I Let Myself Vacation
Some people long to get away from normal life and lay in the sand. Daily life and work are something to endure until the weekend, or vacation. My old business partner used to say, "I want to retire in a few years and live on a beach drinking pina coladas." I thought that sounded terrible. Wouldn't you get sick of that after about two days? Wouldn't you want to make some contribution to society?
So here I am in Florida, and it's day six. I gave up wrestling with the wifi on day four and now my biggest accomplishment is that my arms are browner than ever and my thighs are getting stronger from biking all over town. I can admit that I have a productivity complex. More realistically though, I'd rather admit that it's more satisfying for me to spend a day moving forward than a day sitting still.
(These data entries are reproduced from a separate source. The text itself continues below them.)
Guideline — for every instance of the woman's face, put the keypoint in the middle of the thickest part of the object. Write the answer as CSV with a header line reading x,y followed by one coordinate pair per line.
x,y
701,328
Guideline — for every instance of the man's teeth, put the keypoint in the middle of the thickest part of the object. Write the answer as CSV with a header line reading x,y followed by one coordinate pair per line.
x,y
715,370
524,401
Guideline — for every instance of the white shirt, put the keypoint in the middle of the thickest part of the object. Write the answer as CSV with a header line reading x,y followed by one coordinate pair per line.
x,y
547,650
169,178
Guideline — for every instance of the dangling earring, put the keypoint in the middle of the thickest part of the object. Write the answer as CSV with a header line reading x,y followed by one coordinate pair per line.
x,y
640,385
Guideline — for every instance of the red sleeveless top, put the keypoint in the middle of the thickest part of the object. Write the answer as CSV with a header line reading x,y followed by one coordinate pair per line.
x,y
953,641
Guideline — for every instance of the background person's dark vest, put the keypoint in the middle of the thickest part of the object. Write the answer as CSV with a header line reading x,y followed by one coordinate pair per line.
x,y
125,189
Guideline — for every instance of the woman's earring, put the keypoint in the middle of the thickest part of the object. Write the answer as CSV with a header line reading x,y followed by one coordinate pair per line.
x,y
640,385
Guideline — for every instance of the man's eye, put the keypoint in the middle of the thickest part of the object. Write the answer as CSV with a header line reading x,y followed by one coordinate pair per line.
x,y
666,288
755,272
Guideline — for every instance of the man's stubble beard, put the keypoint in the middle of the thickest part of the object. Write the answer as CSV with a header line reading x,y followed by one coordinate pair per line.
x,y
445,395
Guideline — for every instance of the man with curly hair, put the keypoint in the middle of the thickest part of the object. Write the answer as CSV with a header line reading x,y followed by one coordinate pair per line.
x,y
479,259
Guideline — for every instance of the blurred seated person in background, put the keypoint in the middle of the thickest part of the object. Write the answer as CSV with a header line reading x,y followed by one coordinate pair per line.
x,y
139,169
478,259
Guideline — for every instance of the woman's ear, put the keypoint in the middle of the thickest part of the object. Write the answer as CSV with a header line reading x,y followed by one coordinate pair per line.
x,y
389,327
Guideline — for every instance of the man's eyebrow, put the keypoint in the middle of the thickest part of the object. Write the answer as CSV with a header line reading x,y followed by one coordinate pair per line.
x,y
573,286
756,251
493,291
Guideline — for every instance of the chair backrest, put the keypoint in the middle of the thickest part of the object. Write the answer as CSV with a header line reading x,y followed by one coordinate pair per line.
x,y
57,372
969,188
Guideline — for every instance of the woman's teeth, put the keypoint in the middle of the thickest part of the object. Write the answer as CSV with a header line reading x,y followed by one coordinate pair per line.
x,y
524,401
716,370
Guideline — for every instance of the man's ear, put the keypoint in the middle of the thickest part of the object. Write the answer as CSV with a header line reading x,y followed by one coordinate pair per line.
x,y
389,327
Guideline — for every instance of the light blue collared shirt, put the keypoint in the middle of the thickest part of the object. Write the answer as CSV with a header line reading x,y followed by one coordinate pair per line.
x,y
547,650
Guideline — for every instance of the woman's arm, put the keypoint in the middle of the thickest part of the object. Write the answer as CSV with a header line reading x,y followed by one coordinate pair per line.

Two nights ago I bought a neon yellow pool floaty to accompany me to the ocean. I swam out beyond the crashing waves, deep into the stiller waters. I was surprised how calm it was out there, with gentle ripples and no forces to fight. The sun was low in the sky, approaching my favorite time: dusk. The sky made milky pink and purple magic. I've been on boats before but I can't remember ever being on the water when all I could see was the sunset above the ocean. No boat, no land or trees in sight--just a swirl of color above the darkening waves.
Something strange happened. I felt suddenly calm. I stopped thinking about when to head back or what I was doing next with my family. I swam until I could hardly hear the tourists on the shoreline. And then I just rested my head on the tube and watched the sky transform from one vision of brilliance to another. I forgot time.